Richard M. Hollingshead Jr., a salesman for his father’s Whiz Auto Products, loved two things – cars and movies. About 85 years ago, he started to envision the first outdoor theater, so that movie enthusiasts could enjoy movies from their cars in Camden, NJ.
He tinkered around in the driveway of his home at 212 Thomas Ave. He hung a sheet in his backyard and mounted a 1928 Kodak projector on the hood of his car. He then placed a radio behind the screen for sound and tested the audio with the windows up, down and halfway. He used a lawn sprinkler system to test his idea’s vulnerability to varying weather conditions.

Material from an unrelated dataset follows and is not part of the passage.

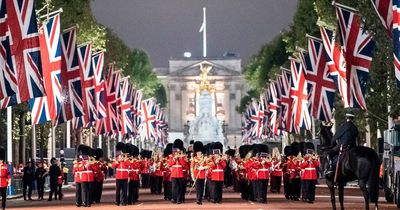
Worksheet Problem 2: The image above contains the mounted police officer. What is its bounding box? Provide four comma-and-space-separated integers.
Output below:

Hollingshead soon realized people who parked behind others would have difficulty viewing the entire screen. As he experimented, he moved cars around in his yard and driveway. He determined the appropriate spacing and placed blocks and ramps beneath the front wheels of those cars that were the furthest away and this would allow the movie to be seen by many.
Hollingshead was issued the first U.S. Patent for a drive-in theater May 16, 1933. He showcased “Wife Beware,” a British comedy, on opening night, Tuesday, June, 6, 1933, in Camden, NJ. He charged moviegoers 25 cents per car, as well as the same price for each person. Hollingshead’s drive-in theater offered 400 car spots and a 40-foot by 50-foot screen.
The popularity of drive-in theaters peaked in the late 1950’s and the early 1960’s and especially in the rural areas across the United States. By 1958 more than 4,000 drive-in theaters had opened, including the Super 322. During its inaugural showing, the drive-in featured “Fighting Man of the Plains,” a Randolph Scott western, on May 26, 1950, said Bill and Barb Frankhouser.
In its early days, westerns and romantic comedies were among the most popular showings at the Super 322 Drive-in. But old horror movies, such as “Godzilla” and “The Blob” were every bit as popular among moviegoers. Then, in the latter 1950’s and early 1960’s, Elvis Presley and beach movies became popular with Rock ‘N Roll’s influence on society.
According to the couple, the drive-in theater was built by the Theodore Grance Outdoor Theatre Co. Its ownership changed hands a few times until being purchased in the 1970’s by Mr. Royer and Mr. Favuzza from the Bellefonte area. They improved the theater with an AM radio system, making the Super 322 only the second drive-in to add an AM radio sound in Pennsylvania. In addition, they removed external speakers, which increased the capacity to about 650 cars. In the 1980’s, FM stereo sound capabilities were added to the drive-in.
Bill Frankhouser worked as a projectionist for the drive-in, beginning in 1979. In 2001 the Frankhouser couple purchased the theater from Mr. Favuzza. Since that time, Bill and Barb Frankhouser have added a new marquee and neon sign; a ticket office, which is neon, of course; entrance lights; and new menu items at the snack bar.
In 2001 the Super 322 Drive-in Theatre was granted eligibility to be listed in the National Register of Historic Places by the Pennsylvania Museum Commission. In 2005 a neon sign original to the drive-in was back in use after its restoration. It features pink neon.
The Super 322 Drive-in Theatre is located along U.S. Route 322 about halfway between Clearfield and Philipsburg in Woodland. It’s open Friday, Saturday and Sunday nights from May until September and always runs a double-feature, beginning at sunset. The drive-in is a first-run, family theater.